Several senior officers have made it clear that whatever the government decides, the army will neither forget nor forgive. Assad fears nothing, and has already started the reconstruction together with a whole world in line to enter into contracts, to get business opportunities. And it is happening while over two million Syrians are still living under the threat of cluster bombs in Idlib, the last site of the rebels. Elsewhere, the time has come to move the dead, who are buried everywhere. That's what Yaser Kassab talks about with his father, who talks about World War II and says, "There was nothing in comparison. There were sirens. You could run into basements, and when the air strikes were over, you could go out. But here, no. Here the air strikes were relentless, ”he says. "Relentless. We were not just accidental civil losses; we were the primary targets. "

With their brutality and beheadings, the jihadists have received all the attention, but of around 350 civilian war victims, Assad's forces have killed as many as 000 percent (Normally, 92% of war victims are civilians, of which over 70. 500.000% are according to whoijskilulingciviliansinsyria.org) Now he's moving even to the dead. Relatives must dig up the victims and move them. Often it lacks bones, if not mixed and confused.

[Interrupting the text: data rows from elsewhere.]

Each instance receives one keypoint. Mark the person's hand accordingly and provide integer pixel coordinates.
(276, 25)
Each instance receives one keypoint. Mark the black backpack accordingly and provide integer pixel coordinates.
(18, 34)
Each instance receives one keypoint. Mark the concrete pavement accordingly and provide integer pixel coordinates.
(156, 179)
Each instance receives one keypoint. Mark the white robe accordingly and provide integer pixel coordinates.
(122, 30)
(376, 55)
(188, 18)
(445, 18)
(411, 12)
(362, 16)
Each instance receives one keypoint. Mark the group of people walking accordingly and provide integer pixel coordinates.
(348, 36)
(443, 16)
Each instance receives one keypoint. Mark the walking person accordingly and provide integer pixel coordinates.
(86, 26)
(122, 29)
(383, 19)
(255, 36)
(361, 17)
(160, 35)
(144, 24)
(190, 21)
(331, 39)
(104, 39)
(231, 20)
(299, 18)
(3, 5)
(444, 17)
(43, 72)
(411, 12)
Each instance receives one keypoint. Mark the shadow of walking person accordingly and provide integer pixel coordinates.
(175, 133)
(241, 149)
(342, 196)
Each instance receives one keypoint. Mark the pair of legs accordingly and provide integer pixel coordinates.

In Syria you will not get peace even if you are dead.

See

www.haaretz.com/amp/middle-east-news/syria/560-000-killed-in-syria-s-war-according-to-updated-death-toll-1.6700244

www.hrw.org/world-report/2019/country-chapters/syria

Footnote:

The latest death toll, December 2018, is 560,000 victims. The source is The Syria Campaign. Which, again, is the only independent and reliable source around. Quoted by all major newspapers and human rights groups.

No one knows how many of those 560,000 dead were civilians. But since 2015, since Russia started bombing rebel-held areas, there's been basically no fighting on the ground. That's why civilians are the majority of casualties. On average, in today's wars civilians are 70 percent of the overall casualties. But since 2014, since the introduction of barrel bombs, and later on, with the involvement of Russia, Syria has been basically a matter of airstrikes.

Francesca Borri
Francesca Borri
Borri is a war correspondent and writes regularly for Ny Tid.